The authors carry us into the lecture rooms studied by way of Daphna Bassok, Scott Lathem, and Anna Rorem, of the University of Virginia, who used two large, nationally consultant statistics units to evaluate public school kindergarten classrooms between 1998 and 2010. More formal, directed preparation in reading, writing, and math, as soon as the province of first grade, has trickled down into kindergarten. Close studying is turning into phase of the predicted talent set of 5-year-olds, and the stress has extended, in some cases, to prekindergarten, the place teens are being requested to grasp studying via the cease of the year. The repercussions are severe:
It’s quintessential for each kindergarten infant to sense welcomed and included, to be section of the class. Instead, we’re keeping apart the cream from the milk. From the beginning, we’re telling children who are poor, ‘You’re deficient,’ as an alternative of supporting them end up equipped and sense profitable and section of their class. Then it’s ‘remedial this, remedial that.’ It’s discrimination.
The file concludes with a collection of recommendations—from the actual professionals in the room. The first calls for the withdrawal of contemporary early childhood requirements and mandates. Another urges the use of genuine assessment, primarily based on observations of children, their development, and learning. Number ten addresses infant poverty, our country wide stain:
Work at all levels of society to reduce, and ultimately end child poverty. To do this, we must first acknowledge that a narrow focus on improving schools will not solve the complex problems associated with child poverty.
Breaking the silence was never so sweet. Now it’s time, as John Lewis says, to get in good trouble.
DEFENDING THE EARLY YEARS RELEASES ITS LATEST REPORT: “TEACHERS SPEAK OUT: HOW SCHOOL REFORMS ARE FAILING LOW-INCOME YOUNG CHILDREN”
1/9/2017
In the wake of federal and state education mandates, this report documents interviews with early childhood teachers across the country about how school reforms negatively affect low-income young children.
Authored by Diane E. Levin, Professor of Early Childhood Education, Wheelock College, and Judith L. Van Hoorn, Professor Emerita, University of the Pacific and published by Defending the Early Years, the report finds that the mandates disregard teachers’ knowledge of child development, culturally appropriate practice, and how to meet the diverse educational needs of poor children.
Find the full 16-page report here.
NETWORK FOR PUBLIC EDUCATION MOUNTING A CAMPAIGN TO DEFEAT BETSY DEVOS AS SECRETARY OF EDUCATION
1/6/2017
Senate hearings on the affirmation of Betsy DeVos as Secretary of Education commence on January 11, 2017. Many educators have grave issues about Mrs. DeVos.

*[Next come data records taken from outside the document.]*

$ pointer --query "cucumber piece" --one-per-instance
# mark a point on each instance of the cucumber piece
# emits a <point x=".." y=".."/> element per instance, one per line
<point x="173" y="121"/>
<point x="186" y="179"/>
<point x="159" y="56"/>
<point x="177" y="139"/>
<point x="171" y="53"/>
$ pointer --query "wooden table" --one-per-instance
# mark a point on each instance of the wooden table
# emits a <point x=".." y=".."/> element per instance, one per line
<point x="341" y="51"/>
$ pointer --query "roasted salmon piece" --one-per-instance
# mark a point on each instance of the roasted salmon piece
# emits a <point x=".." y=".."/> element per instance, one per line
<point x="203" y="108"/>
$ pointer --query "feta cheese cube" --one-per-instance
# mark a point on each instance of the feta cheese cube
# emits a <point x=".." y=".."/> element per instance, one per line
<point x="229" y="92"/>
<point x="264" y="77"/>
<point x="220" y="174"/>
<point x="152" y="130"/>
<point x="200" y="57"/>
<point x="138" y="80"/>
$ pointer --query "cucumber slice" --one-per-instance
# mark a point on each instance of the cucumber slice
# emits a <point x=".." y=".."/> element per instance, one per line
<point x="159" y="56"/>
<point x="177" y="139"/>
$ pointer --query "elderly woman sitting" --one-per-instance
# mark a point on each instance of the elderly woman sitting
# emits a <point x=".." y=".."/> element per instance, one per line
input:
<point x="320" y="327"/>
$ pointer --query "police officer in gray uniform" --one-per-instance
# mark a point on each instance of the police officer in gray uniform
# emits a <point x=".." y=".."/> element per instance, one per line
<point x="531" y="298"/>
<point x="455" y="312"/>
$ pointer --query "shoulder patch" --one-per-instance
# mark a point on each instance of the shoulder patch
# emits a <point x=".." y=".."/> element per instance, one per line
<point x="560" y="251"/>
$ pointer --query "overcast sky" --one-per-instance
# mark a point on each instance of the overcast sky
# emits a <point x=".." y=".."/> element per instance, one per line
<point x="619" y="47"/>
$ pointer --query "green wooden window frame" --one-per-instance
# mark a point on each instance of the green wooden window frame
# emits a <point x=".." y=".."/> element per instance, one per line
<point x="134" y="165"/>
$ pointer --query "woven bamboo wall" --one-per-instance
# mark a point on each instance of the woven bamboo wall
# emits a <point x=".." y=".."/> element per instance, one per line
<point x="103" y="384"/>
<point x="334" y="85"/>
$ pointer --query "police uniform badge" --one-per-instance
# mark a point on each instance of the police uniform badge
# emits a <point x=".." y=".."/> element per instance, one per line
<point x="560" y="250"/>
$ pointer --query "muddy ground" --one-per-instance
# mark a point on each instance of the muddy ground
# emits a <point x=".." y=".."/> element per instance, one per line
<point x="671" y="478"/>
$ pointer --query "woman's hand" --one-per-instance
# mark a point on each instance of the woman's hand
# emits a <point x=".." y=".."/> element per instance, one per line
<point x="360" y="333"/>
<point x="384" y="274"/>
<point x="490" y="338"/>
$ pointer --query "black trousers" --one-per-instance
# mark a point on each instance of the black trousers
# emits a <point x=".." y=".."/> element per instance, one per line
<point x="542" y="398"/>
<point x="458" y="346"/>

See “ A Sobering Look at What Betsy DeVos Did to Education in Michigan – and What She Might Do as Secretary of Education ” from The Answer Sheet in The Washington Post and “Betsy DeVos and God’s Plan for Schools” in the Dec. 13, 2016 New York Times.
Network for Public Education is mounting a marketing campaign and encouraging educators and different worried residents to contact their Senator. Find a pattern letter and the addresses of all Senators at https://actionnetwork.org/letters/tell-your-senator-to-vote-no-for-betsy-devos?source=facebook&. Or write your own letter, in your own words.
Another choice is to name 202-225-3121 and be related with any congressional member, each Senators and Members of the House of Representatives. Tell the staffer who solutions that you are adverse to Mrs. DeVos’ affirmation as Secretary of Education. They will ask for your title and zip code and tally your name as a “yay” or “nay.”